Friday, June 29, 2018

Setting up a campaign background in 10 minutes or less for solo rpg sessions!


Sometimes you want to start a new game, but you don't know where to start. We want to do something fresh, we want to launch a new campaign, but what to do? In this article, I propose a simple and quick technique to lay the foundations for a new campaign setting. This article adapts as well to the solo game as to the traditional game.


The basic idea is to roughly define the outlines of a theme by association of ideas. For that, I just need my stories dices.

For this example, I will create a game universe by combining 3 main ideas

Step 1 - Determine the 3 ideas to associate

To frame my thinking more, I use this old random idea table:

  1. Object
  2. Location
  3. Information / Knowledge
  4. Magic
  5. Unexpected event
  6. Monster / NPC


I launch 3D6 and I get the following results: a place, an event, a magic. For each of the results, I run the stories and write the first ideas that come to mind.


A place

A very rich stable. A huge barn that provides something for the whole region
But this place is in danger, perhaps a curse. A family curse? A cursed place, a curse weighs on the owners
Other questions to develop: Why is it rich? Who is the boss? What does the stable produce?

An event

The dice are very clear: Invaders come to disintegrate the country!
What is their motivation?

A magic

Spices for meditation, pass over an astral plane, special magic?
(first association of idea): these spices are obtained by the powdering of fangs from animals raised on the farm (who said politically incorrect?)
What is this astral plane?


Step 2: Add details and link ideas together

To add details, start by answering the open questions in step 1. The rest comes on its own.

Why is the barn rich?


Drugs! For the astral plane? For some kind of magic?
The stable provides the other kingdoms with these famous spices. The hooked beasts are found only in this region.

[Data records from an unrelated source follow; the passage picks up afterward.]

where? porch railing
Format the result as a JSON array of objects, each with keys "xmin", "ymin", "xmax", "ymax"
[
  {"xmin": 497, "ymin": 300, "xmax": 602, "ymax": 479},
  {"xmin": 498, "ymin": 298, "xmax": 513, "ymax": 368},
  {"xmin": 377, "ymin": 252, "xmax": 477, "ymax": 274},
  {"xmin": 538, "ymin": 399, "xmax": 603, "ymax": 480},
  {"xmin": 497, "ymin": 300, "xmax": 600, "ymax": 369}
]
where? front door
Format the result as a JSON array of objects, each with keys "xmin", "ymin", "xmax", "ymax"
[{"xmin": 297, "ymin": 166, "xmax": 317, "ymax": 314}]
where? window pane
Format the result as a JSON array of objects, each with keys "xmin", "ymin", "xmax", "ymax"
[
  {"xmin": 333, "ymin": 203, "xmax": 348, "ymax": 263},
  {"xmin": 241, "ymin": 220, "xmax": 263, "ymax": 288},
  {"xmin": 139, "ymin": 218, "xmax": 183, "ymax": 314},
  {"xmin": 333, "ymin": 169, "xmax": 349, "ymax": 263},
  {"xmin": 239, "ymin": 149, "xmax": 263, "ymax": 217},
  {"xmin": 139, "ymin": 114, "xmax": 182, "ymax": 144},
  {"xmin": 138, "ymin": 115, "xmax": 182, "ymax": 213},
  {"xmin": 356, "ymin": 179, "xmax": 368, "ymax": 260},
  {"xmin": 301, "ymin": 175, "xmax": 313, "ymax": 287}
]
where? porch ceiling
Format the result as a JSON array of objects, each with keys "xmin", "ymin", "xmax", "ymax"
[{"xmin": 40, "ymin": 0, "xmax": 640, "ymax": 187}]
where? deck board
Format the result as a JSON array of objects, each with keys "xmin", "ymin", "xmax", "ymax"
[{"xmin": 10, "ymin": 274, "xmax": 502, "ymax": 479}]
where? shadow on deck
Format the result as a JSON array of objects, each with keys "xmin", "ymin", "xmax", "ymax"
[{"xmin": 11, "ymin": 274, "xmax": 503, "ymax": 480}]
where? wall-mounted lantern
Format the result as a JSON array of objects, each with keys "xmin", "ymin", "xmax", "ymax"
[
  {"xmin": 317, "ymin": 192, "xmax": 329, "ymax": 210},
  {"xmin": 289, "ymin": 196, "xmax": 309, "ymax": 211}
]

But in fact, these spices, this form of magic is harmful to health.

Who's in charge of the barn?

A great warrior who made the fomorians leave (awful half giants or mythological people of Ireland?)



What is the motivation of the invaders?

The temperature has dropped at their house. As a result, they were deprived of food. Because of the cold, Wyvernes? Dragons? mountains have nothing to eat either and launch raids against invaders

What is this astral plane?

It is a frozen place made of ice where we seek advice as if to read the future.
This plan was created by a mad magician.

Step 3: Put all the ingredients in a shaker and shake!

All that is needed now is to put the pieces of the puzzle together to form a coherent whole.

A long time ago, the boss of the stable (get him a name) chased the half giants from the southern islands. There, he discovered that the powder of[beasts, monsters?] fangs could produce a form of shamanic magic. To cast their spells, the users of this magic enter a kind of trance that allows them to access a twin half plane. There, they can change reality by manipulating temperature variations. But access to this half-plan has two negative effects:

  • it makes magic users addicted and pushes them to madness
  • the heat in the half-plane transfers the cold to a neighbouring kingdom! The effects are so great that their climate has changed making their home inhospitable.

Having understood the cause of their exile, the warriors of the neighbouring country came to solve the problem.
Optional (maybe for a second campaign): the half plan was created by someone for a particular reason. Its discovery and access may not be a coincidence...

Step 5 - Solo RPG or traditional game

The Game Master preparing his campaign now has enough material to refine his background and write his campaign.
For the solo RPG, things have to be considered differently. Please note that at no time do I judge anyone. At this point, I don't decide on any alignment and no one is designated as nice or mean. Everything I have written remains ambivalent and has a clear side and a dark side. It is the game itself that will refine the contours.

Example:
At first glance one might think that the invaders are coming to save their country from this harmful magic. But how are they going to do that? Will they be understanding? Or will they wish to burn everything?
The owner of this barn became rich trading a not very clean product. Is it deliberate or not?
What is this half-plane really? What's locked in it? Something nice? The souls of the victims of the barbarism of the stable owner? Or Cthulhu himself?

All these clarifications must now come from the game sessions.